O programa veste-se de noticiário. O estúdio imita os das notícias, o genérico usa a imagem da Terra como metáfora visual para a habitual simulação de que os noticiários de TV são "uma janela para o mundo". E até o indicativo musical começa com acordes dramáticos típicos de telejornais, para logo se lhes juntar a melodia, pelas trompetes, convidando à sobreposição da comédia sobre o tom de notícias. O programa é formado por "manchetes", "outras notícias", reportagens dos seus "correspondentes", entrevistas e, no final, o já famoso "momento de zen".

Mas o Daily Show autodefine-se "noticiário satírico", o que faz todo o sentido. A sátira é neste caso um modo de expressão audiovisual aplicado à crítica da realidade. Expõe as debilidades e erros de pessoas, instituições e sociedades. No Daily Show, os alvos primordiais são os políticos e a linguagem e conteúdo dos noticiários da TV generalista (ABC, CBS, NBC) e dos canais noticiosos de cabo (MSNBC, CNN e Fox).

O tom satírico vai do divertimento tolerante à indignação face às realidades e construções jornalísticas denunciadas.

A sátira na poesia e na prosa jornalística pode ser frustrante, pois não tem por norma a análise crítica e não apresenta saída alternativa à feia realidade que põe a nu. No caso do Daily Show, essa frustração é dada por Jon Stewart quando fica sem palavras (está a representar, claro; ele é actor de origem). Mas, como a frustração não convém a um programa que precisa de audiência no dia seguinte, é através da mistura de géneros cómicos que o Daily Show sobrevive ao veneno da sua própria sátira mortífera e faz da realidade algo de suportável.
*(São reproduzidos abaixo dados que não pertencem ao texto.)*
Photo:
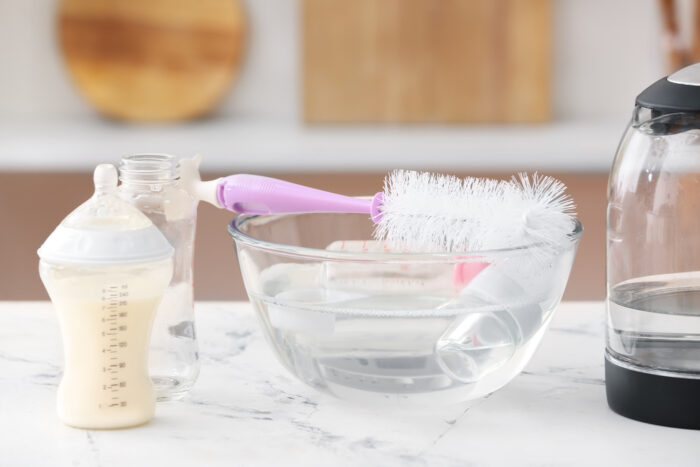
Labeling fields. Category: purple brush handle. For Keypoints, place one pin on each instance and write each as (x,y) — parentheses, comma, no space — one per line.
(254,194)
Stewart é notável como apresentador. Adopta o registo mínimo (amável) ou máximo (indignação) conforme as necessidades do segmento, recorre a uma ampla gama de comunicação não verbal, improvisa notavelmente e faz entrevistas sérias ou delirantes aos seus convidados, mas um pouco mais consistentes do que as que vemos noutros "talk-shows" nocturnos da televisão americana.